The problem with distributed systems, is that no matter what the question is, the answer is inevitably ‘It Depends’.
When you cut a larger service apart, where you cut depends on latency, resources, and access to state, but it also depends on error handling, availably and recovery processes. It depends, but you probably don’t want to depend on a message broker.
Using a message broker to distribute work is like a cross between a load balancer with a database, with the disadvantages of both and the advantages of neither.
Message brokers, or persistent queues accessed by publish-subscribe, are a popular way to pull components apart over a network. They’re popular because they often have a low setup cost, and provide easy service discovery, but they can come at a high operational cost, depending where you put them in your systems.
In practice, a message broker is a service that transforms network errors and machine failures into filled disks. Then you add more disks. The advantage of publish-subscribe is that it isolates components from each other, but the problem is usually gluing them together.
For short-lived tasks, you want a load balancer
For short-lived tasks, publish-subscribe is a convenient way to build a system quickly, but you inevitably end up implementing a new protocol atop. You have publish-subscribe, but you really want request-response. If you want something computed, you’ll probably want to know the result.
Starting with publish-subscribe makes work assignment easy: jobs get added to the queue, workers take turns to remove them. Unfortunately, it makes finding out what happened quite hard, and you’ll need to add another queue to send a result back.
Once you can handle success, it is time to handle the errors.

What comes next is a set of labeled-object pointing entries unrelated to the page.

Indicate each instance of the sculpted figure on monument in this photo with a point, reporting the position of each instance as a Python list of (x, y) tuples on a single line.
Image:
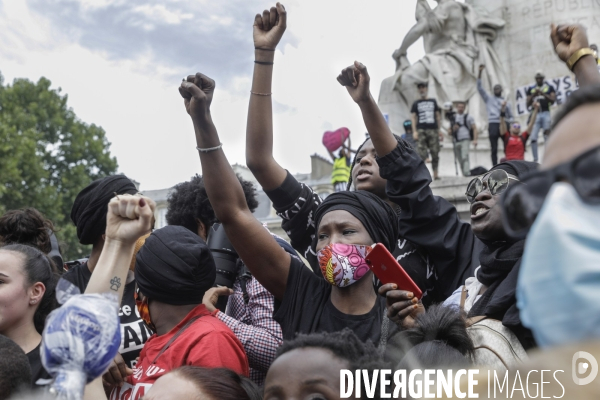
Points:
[(457, 39)]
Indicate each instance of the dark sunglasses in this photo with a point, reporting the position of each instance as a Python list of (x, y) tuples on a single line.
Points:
[(497, 182), (522, 203)]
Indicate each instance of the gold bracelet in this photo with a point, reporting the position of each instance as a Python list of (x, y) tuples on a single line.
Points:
[(586, 51)]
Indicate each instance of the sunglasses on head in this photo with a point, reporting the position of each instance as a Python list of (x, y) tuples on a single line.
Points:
[(496, 182), (522, 203)]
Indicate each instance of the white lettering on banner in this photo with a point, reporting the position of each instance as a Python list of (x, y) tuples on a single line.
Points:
[(153, 370), (133, 336), (125, 310), (563, 86), (129, 392)]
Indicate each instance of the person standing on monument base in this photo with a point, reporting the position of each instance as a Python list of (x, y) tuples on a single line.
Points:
[(426, 118), (493, 105), (544, 94), (464, 132)]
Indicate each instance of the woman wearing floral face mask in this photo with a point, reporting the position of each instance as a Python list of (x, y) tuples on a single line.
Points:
[(347, 224)]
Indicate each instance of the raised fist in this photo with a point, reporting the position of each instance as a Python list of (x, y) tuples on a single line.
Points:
[(269, 27), (197, 92), (129, 217), (356, 80), (567, 39)]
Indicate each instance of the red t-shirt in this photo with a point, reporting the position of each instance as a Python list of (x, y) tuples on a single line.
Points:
[(207, 342), (515, 146)]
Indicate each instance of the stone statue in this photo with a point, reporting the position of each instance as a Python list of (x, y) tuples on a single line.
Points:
[(457, 39)]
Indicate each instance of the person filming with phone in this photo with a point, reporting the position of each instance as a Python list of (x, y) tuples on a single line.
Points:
[(479, 257)]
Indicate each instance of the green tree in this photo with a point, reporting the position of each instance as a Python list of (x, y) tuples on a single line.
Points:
[(47, 155)]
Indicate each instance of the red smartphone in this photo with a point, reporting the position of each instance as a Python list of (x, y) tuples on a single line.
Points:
[(386, 268)]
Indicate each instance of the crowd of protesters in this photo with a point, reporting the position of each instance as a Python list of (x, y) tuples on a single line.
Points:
[(294, 315)]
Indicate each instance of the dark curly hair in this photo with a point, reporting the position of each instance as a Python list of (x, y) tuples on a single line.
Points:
[(345, 345), (349, 186), (439, 338), (37, 267), (26, 226), (188, 201), (220, 383)]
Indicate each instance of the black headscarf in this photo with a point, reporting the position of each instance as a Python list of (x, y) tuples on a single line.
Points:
[(500, 264), (91, 205), (378, 217), (175, 266)]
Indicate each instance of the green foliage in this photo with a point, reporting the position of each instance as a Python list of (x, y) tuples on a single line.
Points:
[(47, 155)]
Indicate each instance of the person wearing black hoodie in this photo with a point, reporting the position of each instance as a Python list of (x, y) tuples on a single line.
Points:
[(432, 223)]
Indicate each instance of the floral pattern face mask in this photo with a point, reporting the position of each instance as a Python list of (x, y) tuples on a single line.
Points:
[(343, 264)]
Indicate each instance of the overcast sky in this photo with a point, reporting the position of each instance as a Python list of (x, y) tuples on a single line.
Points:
[(121, 61)]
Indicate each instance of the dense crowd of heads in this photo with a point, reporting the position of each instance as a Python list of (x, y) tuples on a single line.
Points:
[(341, 295)]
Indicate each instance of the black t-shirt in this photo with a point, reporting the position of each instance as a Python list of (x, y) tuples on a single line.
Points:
[(39, 376), (307, 308), (134, 332), (544, 102), (426, 113)]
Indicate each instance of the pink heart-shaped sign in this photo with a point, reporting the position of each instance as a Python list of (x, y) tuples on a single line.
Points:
[(333, 140)]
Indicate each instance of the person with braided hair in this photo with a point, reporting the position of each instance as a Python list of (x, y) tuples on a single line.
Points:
[(347, 225), (295, 202), (27, 295), (311, 364)]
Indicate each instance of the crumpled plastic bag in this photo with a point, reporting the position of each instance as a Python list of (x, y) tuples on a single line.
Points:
[(80, 339)]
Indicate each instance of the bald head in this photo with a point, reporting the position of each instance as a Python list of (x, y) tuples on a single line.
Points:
[(577, 128)]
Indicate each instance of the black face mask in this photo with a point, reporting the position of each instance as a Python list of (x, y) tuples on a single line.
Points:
[(522, 203)]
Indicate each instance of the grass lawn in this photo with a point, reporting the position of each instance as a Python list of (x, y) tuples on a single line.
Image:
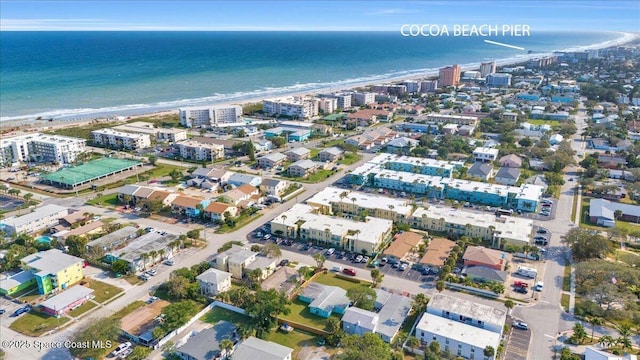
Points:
[(296, 339), (36, 324), (585, 223), (350, 158), (564, 301), (300, 313), (217, 313), (103, 291), (111, 199), (82, 309), (242, 222), (542, 122), (566, 281), (128, 309), (332, 279)]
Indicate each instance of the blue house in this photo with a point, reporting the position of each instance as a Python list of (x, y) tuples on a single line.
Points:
[(324, 300)]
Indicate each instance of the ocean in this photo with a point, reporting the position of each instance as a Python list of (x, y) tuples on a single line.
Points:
[(87, 74)]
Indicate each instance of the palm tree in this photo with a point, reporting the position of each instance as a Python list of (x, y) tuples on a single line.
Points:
[(226, 346), (412, 342), (594, 320)]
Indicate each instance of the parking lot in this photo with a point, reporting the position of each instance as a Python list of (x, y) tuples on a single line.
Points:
[(517, 342)]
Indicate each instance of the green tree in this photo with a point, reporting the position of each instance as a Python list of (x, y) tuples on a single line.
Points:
[(104, 329), (265, 308), (77, 245), (585, 245), (376, 276), (413, 343), (177, 286), (320, 259), (362, 297), (120, 266), (366, 347)]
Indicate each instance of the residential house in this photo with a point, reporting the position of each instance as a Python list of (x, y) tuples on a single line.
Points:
[(253, 348), (205, 344), (511, 160), (216, 211), (302, 168), (606, 213), (485, 154), (53, 270), (437, 253), (274, 187), (213, 281), (480, 170), (234, 260), (330, 154), (391, 310), (271, 160), (239, 180), (461, 327), (490, 258), (324, 300), (507, 176), (297, 154)]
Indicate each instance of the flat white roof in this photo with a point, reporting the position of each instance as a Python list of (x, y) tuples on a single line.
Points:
[(458, 331), (37, 214), (509, 227)]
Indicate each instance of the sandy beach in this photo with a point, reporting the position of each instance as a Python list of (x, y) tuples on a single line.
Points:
[(31, 125)]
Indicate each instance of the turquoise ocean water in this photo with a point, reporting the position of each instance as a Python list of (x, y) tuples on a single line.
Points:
[(84, 74)]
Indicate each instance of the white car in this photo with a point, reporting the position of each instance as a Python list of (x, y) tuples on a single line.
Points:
[(121, 349)]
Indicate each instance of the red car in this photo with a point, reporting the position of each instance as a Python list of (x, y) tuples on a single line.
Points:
[(349, 272)]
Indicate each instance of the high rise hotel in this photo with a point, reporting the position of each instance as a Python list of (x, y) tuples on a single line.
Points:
[(450, 76)]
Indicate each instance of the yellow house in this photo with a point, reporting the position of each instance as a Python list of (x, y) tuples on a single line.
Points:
[(53, 269)]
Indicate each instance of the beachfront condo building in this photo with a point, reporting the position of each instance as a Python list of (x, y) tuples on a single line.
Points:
[(487, 68), (197, 151), (210, 116), (450, 75), (292, 106), (53, 270), (302, 221), (120, 140), (39, 147)]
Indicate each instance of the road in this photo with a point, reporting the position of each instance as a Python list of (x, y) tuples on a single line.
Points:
[(186, 259)]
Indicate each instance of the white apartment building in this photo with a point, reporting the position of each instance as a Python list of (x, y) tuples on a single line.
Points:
[(293, 106), (333, 231), (485, 154), (487, 68), (39, 147), (328, 105), (198, 151), (40, 219), (462, 327), (120, 140), (207, 116), (360, 99)]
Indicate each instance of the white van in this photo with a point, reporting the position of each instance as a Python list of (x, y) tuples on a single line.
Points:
[(539, 286)]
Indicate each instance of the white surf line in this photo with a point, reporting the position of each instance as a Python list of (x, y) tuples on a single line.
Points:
[(503, 44)]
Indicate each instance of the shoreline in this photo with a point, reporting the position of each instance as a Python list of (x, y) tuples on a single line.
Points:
[(104, 114)]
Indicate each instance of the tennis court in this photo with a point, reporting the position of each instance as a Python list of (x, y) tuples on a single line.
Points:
[(89, 171)]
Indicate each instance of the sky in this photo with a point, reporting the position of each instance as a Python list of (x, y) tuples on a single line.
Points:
[(335, 15)]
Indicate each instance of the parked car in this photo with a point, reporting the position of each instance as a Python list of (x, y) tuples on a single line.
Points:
[(521, 325), (349, 271)]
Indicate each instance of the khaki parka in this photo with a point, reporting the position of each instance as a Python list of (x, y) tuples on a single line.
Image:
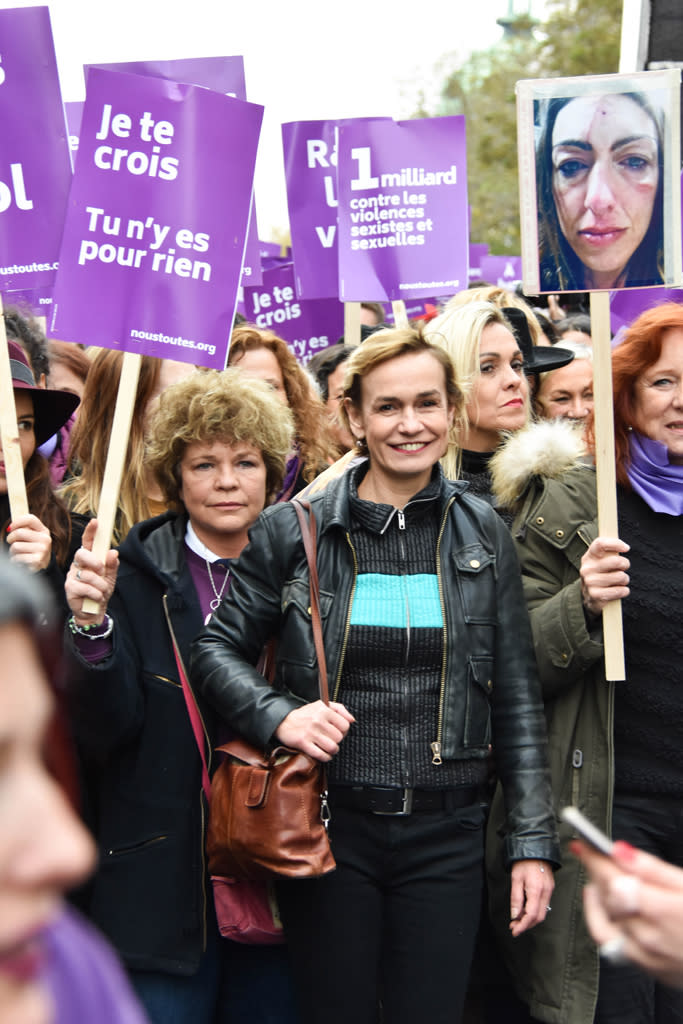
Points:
[(555, 966)]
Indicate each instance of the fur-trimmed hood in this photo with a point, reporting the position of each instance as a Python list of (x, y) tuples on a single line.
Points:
[(547, 449)]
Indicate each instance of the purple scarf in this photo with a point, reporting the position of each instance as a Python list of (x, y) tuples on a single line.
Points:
[(657, 481)]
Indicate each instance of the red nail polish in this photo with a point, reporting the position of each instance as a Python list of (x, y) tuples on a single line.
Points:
[(624, 851)]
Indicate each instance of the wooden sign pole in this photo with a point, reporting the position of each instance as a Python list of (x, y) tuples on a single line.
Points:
[(606, 470), (109, 498), (11, 451)]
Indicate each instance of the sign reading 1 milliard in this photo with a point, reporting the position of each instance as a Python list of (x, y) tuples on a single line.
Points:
[(402, 209), (35, 170), (155, 233), (310, 174)]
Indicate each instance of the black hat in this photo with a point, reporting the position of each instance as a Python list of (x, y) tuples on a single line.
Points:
[(51, 409), (538, 358)]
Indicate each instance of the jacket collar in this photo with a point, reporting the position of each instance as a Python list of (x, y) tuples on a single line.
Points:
[(335, 500), (156, 546)]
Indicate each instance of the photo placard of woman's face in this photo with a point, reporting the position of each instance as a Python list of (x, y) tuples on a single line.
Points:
[(600, 188)]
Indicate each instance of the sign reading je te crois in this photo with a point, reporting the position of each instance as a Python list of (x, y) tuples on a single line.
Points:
[(155, 232)]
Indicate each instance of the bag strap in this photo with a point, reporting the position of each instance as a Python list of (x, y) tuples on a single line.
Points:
[(307, 523), (190, 701)]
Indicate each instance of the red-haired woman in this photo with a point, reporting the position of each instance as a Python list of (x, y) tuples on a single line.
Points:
[(615, 748), (262, 353)]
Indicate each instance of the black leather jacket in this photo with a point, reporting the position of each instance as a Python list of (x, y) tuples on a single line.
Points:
[(489, 688)]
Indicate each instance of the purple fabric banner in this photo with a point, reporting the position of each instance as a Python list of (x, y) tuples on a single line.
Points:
[(155, 232), (220, 75), (402, 209), (35, 170), (504, 271), (306, 325)]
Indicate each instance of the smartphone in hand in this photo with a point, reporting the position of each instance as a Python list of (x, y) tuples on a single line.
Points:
[(587, 830)]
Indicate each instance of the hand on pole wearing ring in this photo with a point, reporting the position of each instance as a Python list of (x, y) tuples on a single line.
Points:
[(634, 909), (88, 577), (531, 885), (30, 542)]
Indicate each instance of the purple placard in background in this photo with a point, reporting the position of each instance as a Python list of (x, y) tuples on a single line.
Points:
[(477, 251), (402, 209), (310, 175), (221, 75), (155, 232), (504, 271), (35, 170), (627, 304), (306, 326)]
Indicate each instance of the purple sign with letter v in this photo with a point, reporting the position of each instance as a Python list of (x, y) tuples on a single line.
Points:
[(155, 233), (35, 170)]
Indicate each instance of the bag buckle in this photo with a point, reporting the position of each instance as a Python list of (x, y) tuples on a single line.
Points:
[(406, 805)]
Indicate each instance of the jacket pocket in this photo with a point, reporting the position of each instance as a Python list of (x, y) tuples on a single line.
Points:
[(477, 711), (295, 639), (474, 572)]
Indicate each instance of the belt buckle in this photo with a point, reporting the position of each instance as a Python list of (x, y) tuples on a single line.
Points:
[(406, 805)]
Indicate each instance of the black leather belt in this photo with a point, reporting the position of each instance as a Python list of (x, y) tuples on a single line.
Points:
[(391, 800)]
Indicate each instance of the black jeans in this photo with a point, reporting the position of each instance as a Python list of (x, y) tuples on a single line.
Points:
[(394, 925), (627, 994)]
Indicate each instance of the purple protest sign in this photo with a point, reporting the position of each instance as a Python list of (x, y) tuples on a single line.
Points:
[(221, 75), (306, 325), (402, 209), (35, 170), (158, 211), (504, 271), (310, 175), (74, 112)]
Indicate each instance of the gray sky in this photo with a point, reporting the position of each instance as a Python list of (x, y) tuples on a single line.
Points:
[(304, 59)]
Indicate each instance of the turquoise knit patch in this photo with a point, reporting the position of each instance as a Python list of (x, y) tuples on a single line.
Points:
[(395, 602)]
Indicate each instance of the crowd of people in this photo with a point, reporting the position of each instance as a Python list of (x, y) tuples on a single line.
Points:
[(450, 470)]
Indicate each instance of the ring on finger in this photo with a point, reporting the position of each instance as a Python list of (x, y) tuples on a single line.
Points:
[(612, 950)]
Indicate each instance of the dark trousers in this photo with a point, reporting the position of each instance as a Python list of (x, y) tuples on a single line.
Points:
[(627, 994), (236, 984), (394, 925)]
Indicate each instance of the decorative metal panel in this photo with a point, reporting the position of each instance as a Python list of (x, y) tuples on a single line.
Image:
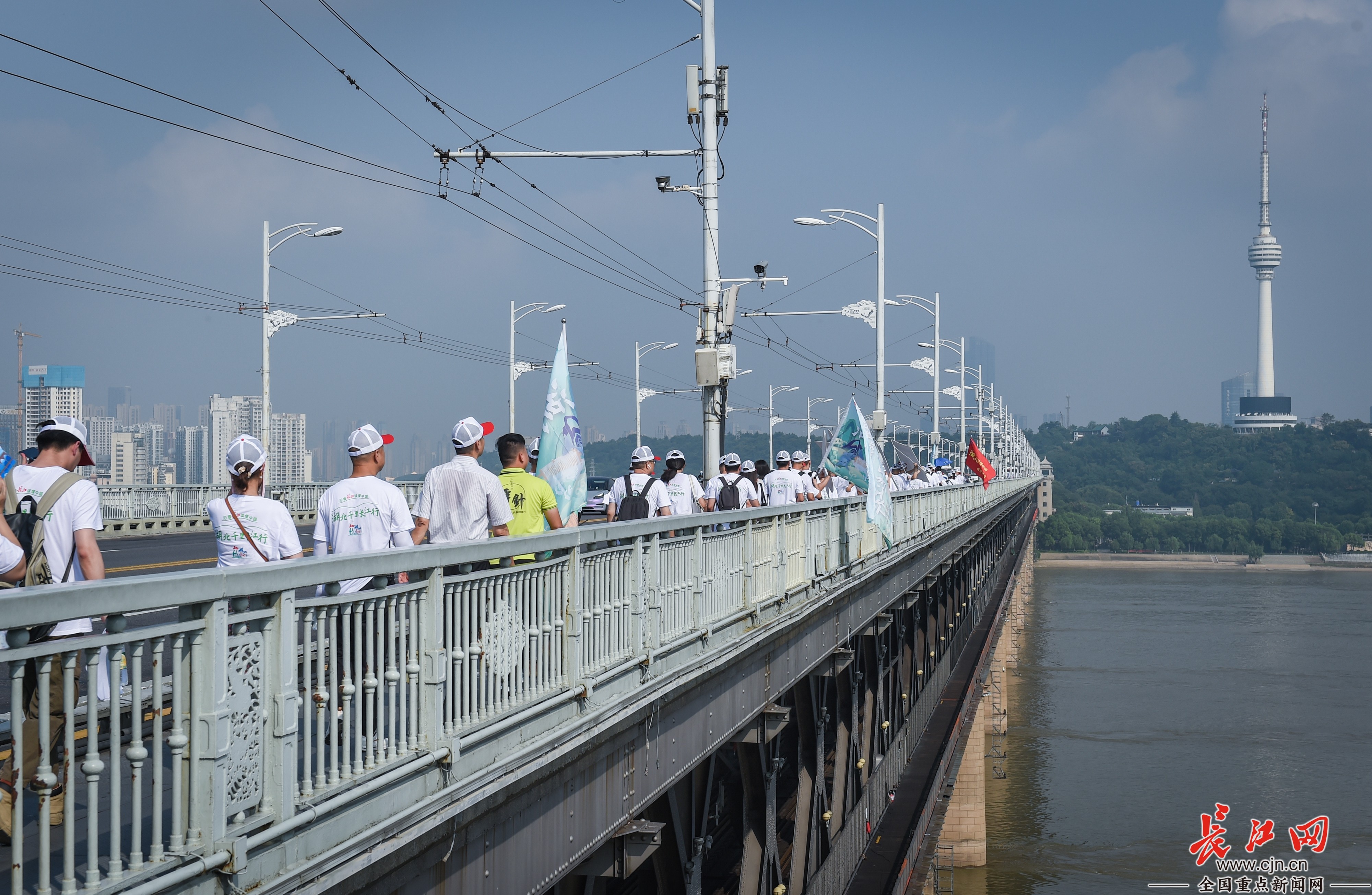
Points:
[(248, 721)]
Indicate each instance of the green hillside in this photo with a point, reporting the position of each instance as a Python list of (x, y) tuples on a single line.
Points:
[(1251, 493)]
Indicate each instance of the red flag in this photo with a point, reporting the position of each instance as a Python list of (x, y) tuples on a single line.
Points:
[(978, 463)]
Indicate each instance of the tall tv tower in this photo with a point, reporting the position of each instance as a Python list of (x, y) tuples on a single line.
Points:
[(1266, 411)]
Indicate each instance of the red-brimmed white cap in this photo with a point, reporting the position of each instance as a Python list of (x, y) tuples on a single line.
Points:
[(470, 432), (72, 426), (366, 440)]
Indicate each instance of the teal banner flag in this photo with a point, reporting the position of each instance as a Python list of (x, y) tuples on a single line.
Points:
[(854, 456), (560, 459)]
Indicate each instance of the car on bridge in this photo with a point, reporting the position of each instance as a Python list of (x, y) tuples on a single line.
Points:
[(598, 492)]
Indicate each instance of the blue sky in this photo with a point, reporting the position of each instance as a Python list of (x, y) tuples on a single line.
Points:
[(1078, 181)]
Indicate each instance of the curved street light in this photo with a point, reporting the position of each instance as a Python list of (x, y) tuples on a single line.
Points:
[(639, 386), (518, 370), (274, 322), (879, 417)]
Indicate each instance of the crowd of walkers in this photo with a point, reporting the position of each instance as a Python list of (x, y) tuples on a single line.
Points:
[(49, 533)]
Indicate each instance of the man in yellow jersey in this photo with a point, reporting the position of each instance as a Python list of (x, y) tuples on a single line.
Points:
[(530, 498)]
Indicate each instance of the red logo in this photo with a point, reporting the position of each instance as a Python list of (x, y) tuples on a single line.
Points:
[(1314, 834), (1212, 837)]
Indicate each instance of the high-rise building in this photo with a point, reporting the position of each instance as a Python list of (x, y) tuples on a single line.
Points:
[(10, 429), (1231, 392), (982, 353), (99, 430), (130, 459), (119, 395), (230, 418), (1264, 411), (50, 391), (290, 461), (191, 459)]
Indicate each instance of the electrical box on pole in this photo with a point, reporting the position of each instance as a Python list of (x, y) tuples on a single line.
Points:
[(707, 367), (722, 94), (692, 94)]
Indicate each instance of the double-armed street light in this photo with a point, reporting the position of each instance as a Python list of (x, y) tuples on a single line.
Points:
[(640, 351), (275, 321), (523, 367), (772, 417), (810, 422), (879, 415)]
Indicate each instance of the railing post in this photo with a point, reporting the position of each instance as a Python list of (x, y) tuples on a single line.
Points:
[(750, 595), (698, 602), (571, 617), (434, 664), (211, 728), (654, 636), (640, 596), (283, 688)]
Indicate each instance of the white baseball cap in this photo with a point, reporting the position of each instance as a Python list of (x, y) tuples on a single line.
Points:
[(470, 432), (72, 426), (245, 450), (366, 440)]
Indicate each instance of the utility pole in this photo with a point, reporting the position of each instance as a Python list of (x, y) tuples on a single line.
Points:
[(707, 102), (24, 422)]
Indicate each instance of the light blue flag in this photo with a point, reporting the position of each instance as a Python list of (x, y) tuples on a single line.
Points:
[(560, 459), (854, 456)]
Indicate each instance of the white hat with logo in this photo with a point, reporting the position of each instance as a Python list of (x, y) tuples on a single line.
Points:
[(366, 440), (470, 432), (245, 450), (72, 426)]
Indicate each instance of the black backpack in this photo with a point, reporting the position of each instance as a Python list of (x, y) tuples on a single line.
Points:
[(635, 504), (729, 495)]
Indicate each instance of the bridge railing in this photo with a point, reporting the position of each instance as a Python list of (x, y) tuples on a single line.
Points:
[(239, 705), (187, 502)]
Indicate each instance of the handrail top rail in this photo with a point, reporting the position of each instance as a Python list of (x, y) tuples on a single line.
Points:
[(27, 607)]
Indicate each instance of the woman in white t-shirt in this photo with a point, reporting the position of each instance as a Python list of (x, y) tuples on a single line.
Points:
[(252, 529), (684, 491)]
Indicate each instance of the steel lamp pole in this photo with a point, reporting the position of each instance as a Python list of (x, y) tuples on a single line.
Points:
[(517, 315), (268, 234), (639, 386)]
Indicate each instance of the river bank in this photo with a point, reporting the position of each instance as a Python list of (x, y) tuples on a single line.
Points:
[(1198, 562)]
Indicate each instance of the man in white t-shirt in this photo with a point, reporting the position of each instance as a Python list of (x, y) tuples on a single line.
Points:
[(250, 529), (13, 563), (73, 555), (684, 491), (783, 484), (364, 513), (813, 484), (733, 476), (460, 499), (644, 484)]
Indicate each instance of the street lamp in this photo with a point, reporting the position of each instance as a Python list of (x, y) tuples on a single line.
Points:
[(271, 323), (517, 370), (772, 417), (810, 423), (879, 417), (639, 388)]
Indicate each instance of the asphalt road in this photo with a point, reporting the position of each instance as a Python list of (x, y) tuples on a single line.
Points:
[(179, 553), (169, 553)]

The first step is often adding code to retry the request a few times. After you DDoS your system, you put a call to sleep(). After you slowly DDoS your system, each retry waits twice as long as the previous.
(Aside: Accidental synchronisation is still a problem, as waiting to retry doesn’t prevent a lot of things happening at once.)
As workers fail to keep up, clients give up and retry work, but the earlier request is still waiting to be processed. The solution is to move some of the queue back to clients, asking them to hold onto work until work has been accepted: back-pressure, or acknowledgements.
Although the components interact via publish-subscribe, we’ve created a request-response protocol atop. Now the message broker is really only doing two useful things: service discovery, and load balancing. It is also doing two not-so-useful thing: enqueuing requests, and persisting them.
For short-lived tasks, the persistence is unnecessary: the client sticks around for as long as the work needs to be done, and handles recovery. The queuing isn’t that necessary either.
Queues inevitably run in two states: full, or empty. If your queue is running full, you haven’t pushed enough work to the edges, and if it is running empty, it’s working as a slow load balancer.
A mostly empty queue is still first-come-first-served, serving as point of contention for requests. A broker often does nothing but wait for workers to poll for new messages. If your queue is meant to run empty, why wait to forward on a request.
(Aside: Something like random load balancing will work, but join-idle-queue is well worth your time investigating)
For distributing short-lived tasks, you can use a message broker, but you’ll be building a load balancer, along with an ad-hoc RPC system, with extra latency.
For long-lived tasks, you’ll need a database
A load balancer with service discovery won’t help you with long running tasks, or work that outlives the client, or manage throughput. You’ll want persistence, but not in your message broker. For long-lived tasks, you’ll want a database instead.
Although the persistence and queueing were obstacles for short-lived tasks, the disadvantages are less obvious for long-lived tasks, but similar things can go wrong.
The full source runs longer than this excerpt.